Да, дольше. Мила начинала вместе с ней. Это и была ее по сути самая первая команда: она и Мила. Потом Сашка Морозов. Потом Мишка. Она обросла людьми. Хорошими, преданными делу и ей самой. Но из тех, кто бы мог рассказать про настоящую Домбровскую, до всего, до первых даже детских побед ее девчонок, в более или менее близком круге до триумфа двухгодичной давности оставалась только Мила.
****
Ночь затекала в спальню через задернутые шторы, поила воздух прохладой, а через приоткрытое окно просачивался запах мокрой осенней листвы.
На груди у мужчины спала тонкая до полупрозрачности блондинка, обнаженное бедро, с которого сползло покрывало, он бережно обнимал одной рукой, а другой продолжал что-то набирать на клавиатуре смартфона:
– Рад, я хочу, чтоб эту переписку увидели все. Мы сможем ее выложить в инстаграм?
– Я не против, Илья Сергеевич. Может, тогда они уже отстанут!
Ландау отложил телефон, легонько прикоснулся губами к макушке Вики, натянул одеяло, закрыв ее полностью и выключил настольную лампу.
Они, конечно, не отстанут. Теперь уже никогда. И все же…
Утро вечера мудренее.
Разрушая кровный союз любви, вдобавок не щадит союз доверья…
Уже битый час вокруг льда в “Сапфировом” суетились бригады телевизионщиков, готовя сюжет о “самом неожиданном возвращении сезона”. Ну, а что тут поделаешь? Во-первых, у “Самоцветов Москвы” контракт телевизионщиками, так что каждый божий день из какого-нибудь отделения несутся стоны тренеров и проклятия непосредственного начальства отделений. Во-вторых, история “развода” была такой шумной, что тихо замириться, не оповестив публик, Виктория Робертовна с собственной фигуристкой уже не сможет.
В конечном итоге тренировка не просто была поломана, она летела под откос со скоростью сверхзвукового экспресса. По мнению Вики с ума сошли все ее подопечные сразу, даже те, кому далеко не в первый раз приходилось видеть камеры.
Она честно улыбалась журналисту, который брал интервью, а хотела послать их всех снег в Сибирь убирать и не мешать работать, пока не закончат, благо снега в Сибири много. Говорила о внутреннем надломе Милы (вполне себе правда, если не считать того, что глубина этого надлома пока не была понятна даже ей самой). Потом за бортиком, отпустив наконец тренера работать, журналисты интервьюировали саму Милу. Потом следили с камерами за ней на льду. Еще одна проблема, как бы эти слоны со своими шарманками не поубивали нечастных фигуристов. И, наконец, удалились со льда и от бортика, чтоб наснимать сверху общих планов, а заодно и общение главных героинь в процессе работы.
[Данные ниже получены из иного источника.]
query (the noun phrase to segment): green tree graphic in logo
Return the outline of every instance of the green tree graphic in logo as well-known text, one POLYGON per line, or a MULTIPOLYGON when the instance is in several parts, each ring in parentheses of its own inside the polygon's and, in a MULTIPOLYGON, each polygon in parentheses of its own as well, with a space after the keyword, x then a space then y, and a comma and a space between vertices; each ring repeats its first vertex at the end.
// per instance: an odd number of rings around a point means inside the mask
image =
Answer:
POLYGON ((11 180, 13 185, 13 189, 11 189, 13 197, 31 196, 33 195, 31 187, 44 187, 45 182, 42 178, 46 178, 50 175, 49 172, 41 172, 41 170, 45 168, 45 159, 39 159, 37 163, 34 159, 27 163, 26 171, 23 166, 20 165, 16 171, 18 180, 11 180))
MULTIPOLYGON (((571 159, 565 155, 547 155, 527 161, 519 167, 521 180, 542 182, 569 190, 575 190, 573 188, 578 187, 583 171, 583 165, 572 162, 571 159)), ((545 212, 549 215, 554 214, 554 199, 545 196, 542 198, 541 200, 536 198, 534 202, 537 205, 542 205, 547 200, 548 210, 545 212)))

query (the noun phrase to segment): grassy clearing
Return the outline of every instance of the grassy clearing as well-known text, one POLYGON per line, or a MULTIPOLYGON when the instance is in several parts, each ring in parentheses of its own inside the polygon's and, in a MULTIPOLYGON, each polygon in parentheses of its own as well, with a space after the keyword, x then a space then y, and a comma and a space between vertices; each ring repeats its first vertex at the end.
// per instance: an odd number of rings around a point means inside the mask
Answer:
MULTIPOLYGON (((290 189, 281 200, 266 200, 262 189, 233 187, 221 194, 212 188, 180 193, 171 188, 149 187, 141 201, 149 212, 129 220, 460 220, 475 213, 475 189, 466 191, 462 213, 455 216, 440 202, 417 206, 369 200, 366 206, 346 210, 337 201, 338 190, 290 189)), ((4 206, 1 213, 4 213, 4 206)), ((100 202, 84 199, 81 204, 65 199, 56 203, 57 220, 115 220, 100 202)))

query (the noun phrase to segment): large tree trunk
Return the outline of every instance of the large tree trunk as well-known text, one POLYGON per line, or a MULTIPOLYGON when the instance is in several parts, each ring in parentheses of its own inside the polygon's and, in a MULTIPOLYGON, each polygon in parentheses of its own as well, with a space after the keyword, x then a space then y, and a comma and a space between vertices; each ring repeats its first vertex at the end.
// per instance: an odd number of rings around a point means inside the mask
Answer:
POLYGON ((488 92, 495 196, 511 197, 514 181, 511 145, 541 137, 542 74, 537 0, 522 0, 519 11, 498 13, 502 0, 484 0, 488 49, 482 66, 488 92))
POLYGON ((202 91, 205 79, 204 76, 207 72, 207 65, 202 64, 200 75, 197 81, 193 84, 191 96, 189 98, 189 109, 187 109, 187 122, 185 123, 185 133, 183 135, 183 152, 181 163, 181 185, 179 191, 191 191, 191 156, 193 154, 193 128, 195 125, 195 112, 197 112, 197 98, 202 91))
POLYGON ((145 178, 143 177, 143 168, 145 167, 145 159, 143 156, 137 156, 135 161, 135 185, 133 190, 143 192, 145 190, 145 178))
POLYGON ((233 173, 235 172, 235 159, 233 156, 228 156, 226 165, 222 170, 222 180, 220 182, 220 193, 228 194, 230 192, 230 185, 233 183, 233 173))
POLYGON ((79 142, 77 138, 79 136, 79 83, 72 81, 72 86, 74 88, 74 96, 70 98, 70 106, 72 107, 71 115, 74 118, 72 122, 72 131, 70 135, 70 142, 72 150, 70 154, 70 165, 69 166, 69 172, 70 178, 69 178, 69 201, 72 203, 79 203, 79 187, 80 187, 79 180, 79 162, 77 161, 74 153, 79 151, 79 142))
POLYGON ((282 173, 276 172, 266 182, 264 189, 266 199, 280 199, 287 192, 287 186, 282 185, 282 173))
Как три года назад и за много лет до этого они скользили рука об руку. Этого скольжения по одной дуге, как оказалось, ужасно не хватало. Совместность многих лет вернулась и заполнила дыру в мироздании, продранную Милкиным жестоким молчаливым уходом.
– Итак, что нам положено изображать? Покаяние с одной стороны и смиренное приятие заблудшего дитя с другой? Могу упасть на колени и целовать лед,– склонила голову в сторону Виктории Леонова.
Ее девочка. Девочка-язва, девочка-пожарище, девочка-яд, который мог натворить дел не только на льду, но и за ним. Чемпионка. Человек творивший историю фигурного катания. А стало быть – непростой человек, с особенностями.
– Скорее воссоединение семьи – улыбнулась Домбровская.
– Ну, это-то мы изобразим. Дружный тандем снова вместе, не так ли?– Мила потерла зябко плечи, обхватив себя крест накрест руками.